Sebagai seorang yang dibesarkan dari keluarga sederhana, Amir seperti kacang tidak lupa pada kulitnya. Harta kekayaan yang ia peroleh ia dermakan kepada siapa saja, terutama keluarganya. Ia menikah dengan gadis Jawa dan diberi keturunan dua orang anak yang kesemuanya wanita. Istri Amir pun seorang yang pandai mengelola keuangan, sehingga kekayaan mereka tiada batasnya.

Setelah Amir menunaikan ibadah haji, istrinya dipanggil Yang Maha Kuasa. Tak lama setelah itu Amir pun menyusul istrinya. Dua orang anak Amir yang waktu itu berusia 8 dan 6 tahun, diamanahkan kepada Salim, entah karena pertimbangan apa. Karena merasa di titipi kedua anak Amir, Salim merasa berhak mengelola kekayaan adiknya itu.

Bulan berganti tahun, Salim yang semula berjanji akan mengelola kekayaan Amir, tampak ketamakannya. ia dengan tanpa kompromi mengambil alih semua kekayaan Amir sebagai miliknya.

Siapa pun yang meminta bagian warisan Amir, dilawannya, kendati orang tuanya sekalipun. Tidak hanya itu, Salim semakin

kemaruk untuk memperkaya diri, harta yang bukan menjadi haknya juga direbutnya.

Sepetak sawah di ujung desa yang menjadi hak waris adiknya, Rahmah, juga direbut Salim. Menurutnya adik bungsunya hanyalah seorang wanita yang tidak berhak mendapat tanah sawah seluas itu.
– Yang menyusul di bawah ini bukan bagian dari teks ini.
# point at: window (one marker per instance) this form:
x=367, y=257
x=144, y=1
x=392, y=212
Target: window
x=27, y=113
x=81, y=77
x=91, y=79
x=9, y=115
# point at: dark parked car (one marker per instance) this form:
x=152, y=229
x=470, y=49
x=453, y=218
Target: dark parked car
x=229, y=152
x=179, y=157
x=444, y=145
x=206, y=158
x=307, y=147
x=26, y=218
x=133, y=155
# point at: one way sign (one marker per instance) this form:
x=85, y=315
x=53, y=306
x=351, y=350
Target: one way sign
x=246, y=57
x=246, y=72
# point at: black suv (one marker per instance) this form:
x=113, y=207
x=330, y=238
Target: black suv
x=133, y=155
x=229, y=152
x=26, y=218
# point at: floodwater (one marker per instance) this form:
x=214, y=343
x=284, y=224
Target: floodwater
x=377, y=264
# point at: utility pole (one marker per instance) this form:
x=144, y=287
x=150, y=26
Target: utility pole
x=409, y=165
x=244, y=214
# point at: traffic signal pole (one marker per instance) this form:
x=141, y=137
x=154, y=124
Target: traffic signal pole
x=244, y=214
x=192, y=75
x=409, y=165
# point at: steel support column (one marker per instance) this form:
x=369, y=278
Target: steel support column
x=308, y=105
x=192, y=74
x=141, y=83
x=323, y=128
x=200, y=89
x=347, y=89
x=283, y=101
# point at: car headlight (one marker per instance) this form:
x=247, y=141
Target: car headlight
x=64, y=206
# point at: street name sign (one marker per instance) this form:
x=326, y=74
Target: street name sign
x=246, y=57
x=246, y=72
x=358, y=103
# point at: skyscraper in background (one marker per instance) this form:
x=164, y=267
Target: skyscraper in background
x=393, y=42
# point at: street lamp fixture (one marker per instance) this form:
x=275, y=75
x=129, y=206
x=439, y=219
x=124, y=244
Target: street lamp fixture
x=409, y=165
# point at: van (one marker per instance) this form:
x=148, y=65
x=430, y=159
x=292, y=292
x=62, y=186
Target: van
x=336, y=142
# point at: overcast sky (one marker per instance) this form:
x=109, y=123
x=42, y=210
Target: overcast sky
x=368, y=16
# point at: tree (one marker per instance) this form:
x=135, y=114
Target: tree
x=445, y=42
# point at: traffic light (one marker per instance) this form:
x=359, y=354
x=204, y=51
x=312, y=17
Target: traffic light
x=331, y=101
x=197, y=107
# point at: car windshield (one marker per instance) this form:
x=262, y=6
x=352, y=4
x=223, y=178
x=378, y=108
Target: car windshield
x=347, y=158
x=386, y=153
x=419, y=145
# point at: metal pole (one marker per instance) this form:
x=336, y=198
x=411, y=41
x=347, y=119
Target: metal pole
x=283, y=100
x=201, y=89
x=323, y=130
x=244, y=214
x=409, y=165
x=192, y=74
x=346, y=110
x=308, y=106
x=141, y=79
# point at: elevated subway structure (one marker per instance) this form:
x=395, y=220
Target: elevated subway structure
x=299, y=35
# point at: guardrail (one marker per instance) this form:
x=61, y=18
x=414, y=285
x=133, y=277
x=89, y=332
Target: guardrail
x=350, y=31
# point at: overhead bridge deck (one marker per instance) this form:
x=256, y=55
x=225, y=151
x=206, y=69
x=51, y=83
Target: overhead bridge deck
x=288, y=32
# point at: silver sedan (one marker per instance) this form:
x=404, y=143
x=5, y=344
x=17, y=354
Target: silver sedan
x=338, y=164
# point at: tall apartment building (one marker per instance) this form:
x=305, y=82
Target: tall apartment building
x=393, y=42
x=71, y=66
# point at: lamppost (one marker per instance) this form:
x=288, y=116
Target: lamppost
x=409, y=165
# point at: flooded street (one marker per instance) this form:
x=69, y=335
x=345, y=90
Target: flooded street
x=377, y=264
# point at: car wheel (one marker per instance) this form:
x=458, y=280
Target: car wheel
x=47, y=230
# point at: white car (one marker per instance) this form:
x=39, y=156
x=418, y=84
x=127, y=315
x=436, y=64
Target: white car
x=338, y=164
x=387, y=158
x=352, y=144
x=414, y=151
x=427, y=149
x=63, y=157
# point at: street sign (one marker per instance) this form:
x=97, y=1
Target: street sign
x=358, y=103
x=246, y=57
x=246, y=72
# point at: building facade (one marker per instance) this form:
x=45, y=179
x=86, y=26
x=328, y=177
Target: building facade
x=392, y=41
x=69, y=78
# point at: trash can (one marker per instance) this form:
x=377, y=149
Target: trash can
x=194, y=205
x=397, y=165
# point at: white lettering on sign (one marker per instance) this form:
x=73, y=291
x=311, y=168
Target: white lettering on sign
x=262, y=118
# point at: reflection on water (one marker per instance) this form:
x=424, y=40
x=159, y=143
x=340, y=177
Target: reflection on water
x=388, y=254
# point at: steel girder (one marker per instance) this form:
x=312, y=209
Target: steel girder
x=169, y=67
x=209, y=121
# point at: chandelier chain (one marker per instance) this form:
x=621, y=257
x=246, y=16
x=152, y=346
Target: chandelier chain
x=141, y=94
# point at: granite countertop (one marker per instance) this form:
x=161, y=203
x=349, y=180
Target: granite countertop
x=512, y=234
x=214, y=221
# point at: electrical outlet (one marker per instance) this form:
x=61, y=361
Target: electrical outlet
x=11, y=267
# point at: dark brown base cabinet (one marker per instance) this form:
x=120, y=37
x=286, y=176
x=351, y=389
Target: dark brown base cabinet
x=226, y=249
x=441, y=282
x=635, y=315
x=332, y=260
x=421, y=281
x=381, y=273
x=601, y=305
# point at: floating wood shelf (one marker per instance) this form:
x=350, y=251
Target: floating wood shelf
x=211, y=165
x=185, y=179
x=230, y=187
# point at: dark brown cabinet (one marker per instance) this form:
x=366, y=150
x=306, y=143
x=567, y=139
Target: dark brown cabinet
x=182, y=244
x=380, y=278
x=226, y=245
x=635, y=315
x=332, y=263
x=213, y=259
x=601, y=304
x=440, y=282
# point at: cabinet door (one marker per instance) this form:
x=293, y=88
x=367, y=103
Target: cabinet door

"Ibu, tidak bisa berbuat apa-apa, karena Salim merebutnya dengan cara yang keras dan kasar," cerita Iyas yang tak lain adalah keponakan dari Salim.

Tidak ada anggota keluarga lain yang berani melawan sepak terjang Salim, begitu juga orang tuanya.

Kabarnya ayah Salim sempat bersumpah, bahwa anaknya akan menjadi anak yang kualat , durhaka kepada orang tua dan keluarganya.

Nasib kedua anak Amir pun setali dua uang dengan keluarga yang lain.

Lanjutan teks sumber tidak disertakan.